Assignment:
1. Define and explain the following concepts (use illustrative examples where necessary)
a) Structural vs Cyclical unemployment
b) Monetary Vs Fiscal Policy
c) Open Market Operations
2. Assume that total reserves are equal to $150 and total checkable bank deposits are equal to $1,000. Also assume that the public does not hold any currency. Now suppose that the required reserve ratio falls from 15% to 10%. Trace out how this leads to an expansion in bank deposits.
3. You have to make a decision weather to invest on a plot of land. The plot of land you found costs $140,000. The land will be worth $200,000 in five years.
a) Should you buy the lot if the real interest rate, r , is 5%?
b) Should you buy it if the real interest rate,r, is 10%?

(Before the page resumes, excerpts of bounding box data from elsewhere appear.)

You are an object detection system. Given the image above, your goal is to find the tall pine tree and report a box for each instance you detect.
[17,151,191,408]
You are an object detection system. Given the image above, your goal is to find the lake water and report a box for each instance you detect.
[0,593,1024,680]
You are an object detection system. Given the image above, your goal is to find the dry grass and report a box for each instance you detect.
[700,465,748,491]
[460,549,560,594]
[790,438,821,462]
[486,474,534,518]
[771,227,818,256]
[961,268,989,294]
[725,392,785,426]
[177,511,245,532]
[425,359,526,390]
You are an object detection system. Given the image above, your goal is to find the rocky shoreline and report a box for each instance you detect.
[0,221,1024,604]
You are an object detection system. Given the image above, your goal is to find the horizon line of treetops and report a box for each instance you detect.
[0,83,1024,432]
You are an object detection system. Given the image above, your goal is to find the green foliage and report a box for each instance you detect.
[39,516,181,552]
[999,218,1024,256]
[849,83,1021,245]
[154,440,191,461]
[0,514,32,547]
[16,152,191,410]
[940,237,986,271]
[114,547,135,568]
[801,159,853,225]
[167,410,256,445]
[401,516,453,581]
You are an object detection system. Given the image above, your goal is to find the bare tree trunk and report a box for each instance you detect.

4. An economy is in long-run macroeconomic equilibrium with an unemployment rate of 5% when the government passes a law requiring the central bank to use monetary policy to lower the unemployment rate to 3% and keep it there. How could the central bank achieve this goal in the short run? What would happen in the long run? Illustrate with a diagram.

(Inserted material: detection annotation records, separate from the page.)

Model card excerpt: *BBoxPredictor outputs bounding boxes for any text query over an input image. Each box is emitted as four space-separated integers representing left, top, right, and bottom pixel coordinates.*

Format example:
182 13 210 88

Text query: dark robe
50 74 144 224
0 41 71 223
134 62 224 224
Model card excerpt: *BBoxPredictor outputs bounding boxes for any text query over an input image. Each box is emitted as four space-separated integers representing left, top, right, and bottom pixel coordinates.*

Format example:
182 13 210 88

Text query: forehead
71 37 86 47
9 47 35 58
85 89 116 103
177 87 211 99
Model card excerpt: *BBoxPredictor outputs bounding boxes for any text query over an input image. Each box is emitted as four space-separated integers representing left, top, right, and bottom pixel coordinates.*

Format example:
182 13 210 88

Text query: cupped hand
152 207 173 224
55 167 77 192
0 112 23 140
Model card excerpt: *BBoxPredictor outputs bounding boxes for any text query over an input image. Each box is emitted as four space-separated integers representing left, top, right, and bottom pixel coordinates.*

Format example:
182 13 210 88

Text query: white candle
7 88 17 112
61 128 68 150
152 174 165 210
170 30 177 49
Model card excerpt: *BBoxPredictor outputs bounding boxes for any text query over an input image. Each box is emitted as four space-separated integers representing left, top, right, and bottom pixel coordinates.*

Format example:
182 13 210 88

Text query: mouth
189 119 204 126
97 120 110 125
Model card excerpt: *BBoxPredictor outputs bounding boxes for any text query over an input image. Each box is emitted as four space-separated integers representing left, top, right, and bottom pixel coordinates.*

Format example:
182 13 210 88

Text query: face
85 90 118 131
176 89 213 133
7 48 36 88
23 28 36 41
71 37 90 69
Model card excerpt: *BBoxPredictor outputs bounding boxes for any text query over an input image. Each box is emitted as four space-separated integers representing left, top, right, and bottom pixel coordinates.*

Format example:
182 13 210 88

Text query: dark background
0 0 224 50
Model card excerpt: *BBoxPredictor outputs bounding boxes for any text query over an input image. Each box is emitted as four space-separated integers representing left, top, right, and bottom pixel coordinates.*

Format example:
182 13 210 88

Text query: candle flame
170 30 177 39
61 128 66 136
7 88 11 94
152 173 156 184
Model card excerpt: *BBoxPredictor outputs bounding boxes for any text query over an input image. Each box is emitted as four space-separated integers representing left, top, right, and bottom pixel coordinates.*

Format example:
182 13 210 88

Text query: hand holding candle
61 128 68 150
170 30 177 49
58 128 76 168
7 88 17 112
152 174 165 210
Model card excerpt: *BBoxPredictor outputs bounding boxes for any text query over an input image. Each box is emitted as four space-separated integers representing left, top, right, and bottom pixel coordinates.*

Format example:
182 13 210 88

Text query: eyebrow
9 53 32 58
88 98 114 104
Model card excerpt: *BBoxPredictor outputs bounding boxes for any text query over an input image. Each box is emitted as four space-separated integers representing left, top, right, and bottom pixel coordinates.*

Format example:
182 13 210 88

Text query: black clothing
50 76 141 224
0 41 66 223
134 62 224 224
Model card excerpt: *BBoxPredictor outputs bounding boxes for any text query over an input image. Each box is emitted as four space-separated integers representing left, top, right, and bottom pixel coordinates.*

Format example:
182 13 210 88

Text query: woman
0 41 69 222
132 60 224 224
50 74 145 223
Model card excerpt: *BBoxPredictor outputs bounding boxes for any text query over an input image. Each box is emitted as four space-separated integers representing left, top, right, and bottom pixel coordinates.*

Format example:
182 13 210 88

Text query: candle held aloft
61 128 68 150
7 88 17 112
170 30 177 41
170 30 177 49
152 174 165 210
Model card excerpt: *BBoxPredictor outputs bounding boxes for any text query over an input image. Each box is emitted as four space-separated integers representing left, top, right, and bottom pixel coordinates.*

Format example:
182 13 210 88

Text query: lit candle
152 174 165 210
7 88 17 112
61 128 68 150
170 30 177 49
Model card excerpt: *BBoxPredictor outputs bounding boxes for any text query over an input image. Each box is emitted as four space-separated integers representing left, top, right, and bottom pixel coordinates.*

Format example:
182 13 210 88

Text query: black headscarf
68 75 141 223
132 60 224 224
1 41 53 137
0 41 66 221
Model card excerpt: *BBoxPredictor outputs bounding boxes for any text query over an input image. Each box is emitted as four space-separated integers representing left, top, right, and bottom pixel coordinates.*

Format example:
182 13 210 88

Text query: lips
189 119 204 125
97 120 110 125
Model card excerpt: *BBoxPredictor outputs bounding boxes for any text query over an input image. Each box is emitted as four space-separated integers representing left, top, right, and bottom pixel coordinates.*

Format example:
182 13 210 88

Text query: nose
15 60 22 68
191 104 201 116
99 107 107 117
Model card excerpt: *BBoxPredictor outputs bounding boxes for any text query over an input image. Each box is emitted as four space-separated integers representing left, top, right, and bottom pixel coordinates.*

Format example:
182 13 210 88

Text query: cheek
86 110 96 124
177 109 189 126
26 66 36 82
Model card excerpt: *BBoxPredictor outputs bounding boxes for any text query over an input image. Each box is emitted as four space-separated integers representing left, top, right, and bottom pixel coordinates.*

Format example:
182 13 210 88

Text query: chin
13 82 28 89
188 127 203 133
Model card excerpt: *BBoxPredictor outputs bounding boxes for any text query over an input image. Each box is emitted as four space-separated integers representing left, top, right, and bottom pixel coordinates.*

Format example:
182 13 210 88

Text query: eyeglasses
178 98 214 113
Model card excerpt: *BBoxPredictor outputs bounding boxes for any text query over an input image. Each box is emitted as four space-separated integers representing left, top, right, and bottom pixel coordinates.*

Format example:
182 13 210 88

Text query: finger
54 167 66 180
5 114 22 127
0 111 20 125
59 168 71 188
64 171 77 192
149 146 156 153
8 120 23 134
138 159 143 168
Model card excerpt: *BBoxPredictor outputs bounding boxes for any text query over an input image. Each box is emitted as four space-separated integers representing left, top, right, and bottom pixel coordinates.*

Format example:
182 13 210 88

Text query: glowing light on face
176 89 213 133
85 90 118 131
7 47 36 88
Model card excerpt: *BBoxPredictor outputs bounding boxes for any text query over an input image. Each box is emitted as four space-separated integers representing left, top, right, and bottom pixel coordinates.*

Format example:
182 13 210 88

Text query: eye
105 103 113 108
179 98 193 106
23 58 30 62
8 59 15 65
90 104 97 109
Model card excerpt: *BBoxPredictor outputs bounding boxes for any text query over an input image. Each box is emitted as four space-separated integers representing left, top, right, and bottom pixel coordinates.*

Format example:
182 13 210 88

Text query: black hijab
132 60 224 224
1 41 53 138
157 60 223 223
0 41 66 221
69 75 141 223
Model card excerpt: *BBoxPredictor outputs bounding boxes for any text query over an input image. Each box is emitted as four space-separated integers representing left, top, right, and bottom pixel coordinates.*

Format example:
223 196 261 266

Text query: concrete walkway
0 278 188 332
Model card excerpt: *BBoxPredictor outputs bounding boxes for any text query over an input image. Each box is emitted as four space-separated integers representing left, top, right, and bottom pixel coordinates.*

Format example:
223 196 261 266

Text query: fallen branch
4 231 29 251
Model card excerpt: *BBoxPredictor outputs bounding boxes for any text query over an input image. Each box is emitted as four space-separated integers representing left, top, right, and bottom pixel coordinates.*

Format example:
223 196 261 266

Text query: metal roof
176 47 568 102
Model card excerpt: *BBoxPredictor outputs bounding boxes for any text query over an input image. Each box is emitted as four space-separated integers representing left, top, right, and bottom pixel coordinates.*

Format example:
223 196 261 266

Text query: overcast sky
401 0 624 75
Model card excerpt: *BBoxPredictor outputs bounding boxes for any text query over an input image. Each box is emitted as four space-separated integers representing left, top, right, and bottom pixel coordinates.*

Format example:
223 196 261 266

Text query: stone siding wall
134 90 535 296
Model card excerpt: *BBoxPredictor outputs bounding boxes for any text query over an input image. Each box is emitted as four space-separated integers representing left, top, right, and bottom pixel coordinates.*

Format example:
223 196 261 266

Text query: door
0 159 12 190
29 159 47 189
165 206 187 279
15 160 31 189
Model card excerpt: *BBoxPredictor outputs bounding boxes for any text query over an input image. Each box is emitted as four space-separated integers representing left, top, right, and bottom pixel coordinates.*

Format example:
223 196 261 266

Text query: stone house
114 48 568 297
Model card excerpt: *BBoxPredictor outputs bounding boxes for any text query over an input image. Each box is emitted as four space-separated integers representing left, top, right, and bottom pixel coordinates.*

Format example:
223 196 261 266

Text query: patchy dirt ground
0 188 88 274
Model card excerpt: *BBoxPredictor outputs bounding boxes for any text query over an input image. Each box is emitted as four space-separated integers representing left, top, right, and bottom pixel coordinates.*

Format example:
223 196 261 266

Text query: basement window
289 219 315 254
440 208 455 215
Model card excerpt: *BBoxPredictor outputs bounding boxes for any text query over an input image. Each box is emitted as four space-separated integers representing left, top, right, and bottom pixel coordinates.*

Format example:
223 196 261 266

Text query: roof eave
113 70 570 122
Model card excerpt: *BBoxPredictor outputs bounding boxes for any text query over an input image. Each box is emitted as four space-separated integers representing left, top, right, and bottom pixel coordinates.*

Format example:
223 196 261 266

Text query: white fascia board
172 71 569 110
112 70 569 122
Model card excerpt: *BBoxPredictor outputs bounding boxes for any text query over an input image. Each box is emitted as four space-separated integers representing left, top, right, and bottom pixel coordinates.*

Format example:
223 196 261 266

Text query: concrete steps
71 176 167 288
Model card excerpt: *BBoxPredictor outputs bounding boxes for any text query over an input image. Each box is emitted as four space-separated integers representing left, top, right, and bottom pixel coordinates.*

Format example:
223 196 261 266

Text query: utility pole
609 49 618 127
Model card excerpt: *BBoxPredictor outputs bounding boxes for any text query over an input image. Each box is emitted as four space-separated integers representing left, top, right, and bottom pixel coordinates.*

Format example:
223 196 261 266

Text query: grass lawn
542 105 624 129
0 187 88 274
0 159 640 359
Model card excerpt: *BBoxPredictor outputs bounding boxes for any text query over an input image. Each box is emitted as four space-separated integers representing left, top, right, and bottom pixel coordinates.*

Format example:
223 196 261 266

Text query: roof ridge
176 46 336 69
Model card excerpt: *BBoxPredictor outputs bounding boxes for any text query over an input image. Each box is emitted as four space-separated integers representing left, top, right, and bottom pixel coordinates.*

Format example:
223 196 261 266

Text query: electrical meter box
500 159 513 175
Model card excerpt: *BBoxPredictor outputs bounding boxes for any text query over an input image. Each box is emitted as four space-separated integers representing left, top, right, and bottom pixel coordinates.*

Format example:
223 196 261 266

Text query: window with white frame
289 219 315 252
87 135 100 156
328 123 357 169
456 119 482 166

5. Unlike households, governments are often able to sustain large debts. For example, in 2011, the U.S. government's total debt reached $14.8 trillion, approximately equal to 102.7% of GDP. At the time, according to the U.S. Treasury, the average interest rate paid by the government on its debt was 2.2%. However, running budget deficits becomes hard when very large debts are outstanding.
a) Calculate the dollar cost of the annual interest on the government's total debt assuming the interest rate and debt figures cited above.

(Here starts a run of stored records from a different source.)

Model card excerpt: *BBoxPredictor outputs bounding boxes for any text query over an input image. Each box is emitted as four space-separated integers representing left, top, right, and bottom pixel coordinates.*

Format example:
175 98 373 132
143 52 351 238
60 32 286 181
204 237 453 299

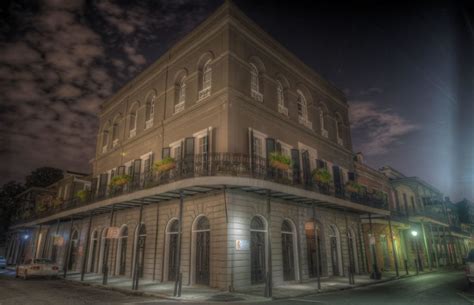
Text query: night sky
0 0 474 200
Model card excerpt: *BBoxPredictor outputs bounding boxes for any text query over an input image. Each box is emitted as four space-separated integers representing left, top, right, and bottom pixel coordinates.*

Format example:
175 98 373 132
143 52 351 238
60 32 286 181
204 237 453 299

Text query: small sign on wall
53 235 64 247
105 227 120 238
235 239 250 251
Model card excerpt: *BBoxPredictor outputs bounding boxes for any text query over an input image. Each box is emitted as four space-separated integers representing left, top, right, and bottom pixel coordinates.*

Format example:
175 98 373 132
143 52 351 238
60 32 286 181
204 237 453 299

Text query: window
319 109 328 138
174 76 186 113
145 93 156 129
250 64 263 102
102 130 109 152
199 59 212 100
129 110 137 138
296 90 313 129
277 81 288 116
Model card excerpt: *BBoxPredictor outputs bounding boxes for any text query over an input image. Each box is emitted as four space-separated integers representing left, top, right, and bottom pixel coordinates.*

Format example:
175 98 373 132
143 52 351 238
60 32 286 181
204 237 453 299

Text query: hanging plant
313 168 332 184
153 157 176 173
346 181 362 193
76 189 90 202
110 175 132 187
270 152 291 170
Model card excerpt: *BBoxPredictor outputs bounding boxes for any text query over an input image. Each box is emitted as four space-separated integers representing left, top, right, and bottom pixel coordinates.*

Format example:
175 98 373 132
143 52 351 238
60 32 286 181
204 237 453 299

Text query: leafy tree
25 167 64 188
0 181 25 240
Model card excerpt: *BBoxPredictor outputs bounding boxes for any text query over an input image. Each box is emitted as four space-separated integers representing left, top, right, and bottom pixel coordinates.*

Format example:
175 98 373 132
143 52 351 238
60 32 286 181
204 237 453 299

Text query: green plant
110 175 132 187
312 168 332 184
76 189 90 202
153 157 176 173
270 152 291 170
346 181 363 193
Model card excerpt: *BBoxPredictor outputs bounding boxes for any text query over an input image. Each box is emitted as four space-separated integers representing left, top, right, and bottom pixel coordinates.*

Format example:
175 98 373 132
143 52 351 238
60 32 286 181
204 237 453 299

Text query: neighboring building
4 2 389 290
380 166 470 269
354 153 410 274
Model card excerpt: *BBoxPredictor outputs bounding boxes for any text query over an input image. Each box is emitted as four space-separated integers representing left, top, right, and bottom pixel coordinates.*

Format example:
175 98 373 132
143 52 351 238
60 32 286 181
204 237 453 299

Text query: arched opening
250 216 267 285
281 219 298 281
304 221 323 278
116 226 128 275
67 230 79 270
136 223 146 278
193 216 211 285
329 225 342 275
165 219 179 281
89 230 99 272
347 228 359 273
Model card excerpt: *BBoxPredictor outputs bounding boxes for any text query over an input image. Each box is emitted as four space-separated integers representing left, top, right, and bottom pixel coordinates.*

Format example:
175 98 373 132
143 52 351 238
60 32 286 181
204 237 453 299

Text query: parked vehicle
16 258 59 280
0 256 7 269
465 249 474 286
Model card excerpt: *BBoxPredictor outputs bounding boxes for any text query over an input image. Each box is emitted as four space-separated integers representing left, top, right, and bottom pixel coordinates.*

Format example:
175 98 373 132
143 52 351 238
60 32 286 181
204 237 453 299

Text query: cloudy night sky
0 0 474 200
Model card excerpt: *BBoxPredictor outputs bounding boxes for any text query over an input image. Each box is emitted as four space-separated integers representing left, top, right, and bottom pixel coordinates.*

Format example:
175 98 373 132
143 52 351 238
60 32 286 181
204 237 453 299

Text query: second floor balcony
12 153 388 223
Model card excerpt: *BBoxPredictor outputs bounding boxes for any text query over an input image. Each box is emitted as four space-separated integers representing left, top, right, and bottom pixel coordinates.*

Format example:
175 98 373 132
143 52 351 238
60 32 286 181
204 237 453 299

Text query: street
0 271 474 305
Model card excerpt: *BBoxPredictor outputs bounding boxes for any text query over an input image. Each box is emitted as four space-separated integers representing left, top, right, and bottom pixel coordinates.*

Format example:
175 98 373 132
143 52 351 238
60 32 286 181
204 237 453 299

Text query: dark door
168 234 178 281
306 223 323 277
119 238 128 275
89 239 97 272
137 236 146 278
196 231 211 285
281 233 295 281
250 231 265 284
330 236 339 275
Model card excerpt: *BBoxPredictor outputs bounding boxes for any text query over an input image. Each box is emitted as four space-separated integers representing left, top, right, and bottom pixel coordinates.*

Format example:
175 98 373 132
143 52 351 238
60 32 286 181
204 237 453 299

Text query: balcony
250 90 263 103
17 153 388 223
198 87 211 101
278 104 288 116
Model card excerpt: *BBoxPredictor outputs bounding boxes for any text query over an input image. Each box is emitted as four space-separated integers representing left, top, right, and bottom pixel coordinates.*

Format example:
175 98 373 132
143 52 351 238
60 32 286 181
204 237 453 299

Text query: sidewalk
62 270 436 303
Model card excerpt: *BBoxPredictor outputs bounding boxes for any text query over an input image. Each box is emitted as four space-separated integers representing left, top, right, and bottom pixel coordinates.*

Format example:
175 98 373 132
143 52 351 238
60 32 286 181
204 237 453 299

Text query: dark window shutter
117 165 125 175
301 150 312 186
248 128 255 172
161 147 171 159
332 165 342 194
291 148 301 184
265 138 276 177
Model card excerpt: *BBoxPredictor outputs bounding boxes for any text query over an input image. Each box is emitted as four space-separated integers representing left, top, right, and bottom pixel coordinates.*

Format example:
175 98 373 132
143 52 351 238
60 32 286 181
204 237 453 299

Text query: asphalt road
0 271 474 305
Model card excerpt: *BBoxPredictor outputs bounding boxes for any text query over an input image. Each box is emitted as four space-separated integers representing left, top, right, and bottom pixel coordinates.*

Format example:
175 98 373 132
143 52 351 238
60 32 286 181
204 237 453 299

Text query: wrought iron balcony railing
12 153 388 222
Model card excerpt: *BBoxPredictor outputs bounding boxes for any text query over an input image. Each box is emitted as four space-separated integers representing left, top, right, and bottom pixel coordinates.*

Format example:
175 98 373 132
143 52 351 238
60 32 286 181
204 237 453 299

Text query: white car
16 258 59 280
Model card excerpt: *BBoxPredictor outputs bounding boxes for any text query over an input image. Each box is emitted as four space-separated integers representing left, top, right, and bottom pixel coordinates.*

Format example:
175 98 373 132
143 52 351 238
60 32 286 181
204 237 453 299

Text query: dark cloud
0 0 217 182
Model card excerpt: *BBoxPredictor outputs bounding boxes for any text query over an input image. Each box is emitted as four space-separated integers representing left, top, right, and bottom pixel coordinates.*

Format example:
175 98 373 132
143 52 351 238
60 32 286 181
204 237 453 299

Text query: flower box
270 152 291 170
153 157 176 173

b) If the government operates on a balanced budget before interest payments are taken into account, at what rate must GDP grow in order for the debt-GDP ratio to remain unchanged?
c) Calculate the total increase in national debt if the government incurs a deficit of $600 billion in 2012.
d) At what rate would GDP have to grow in order for the debt-GDP ratio to remain unchanged when the deficit in 2012 is $600 billion?
e) Why is the debt-GDP ratio the preferred measure of a country's debt rather than the dollar value of the debt? Why is it important for a government to keep this number under control?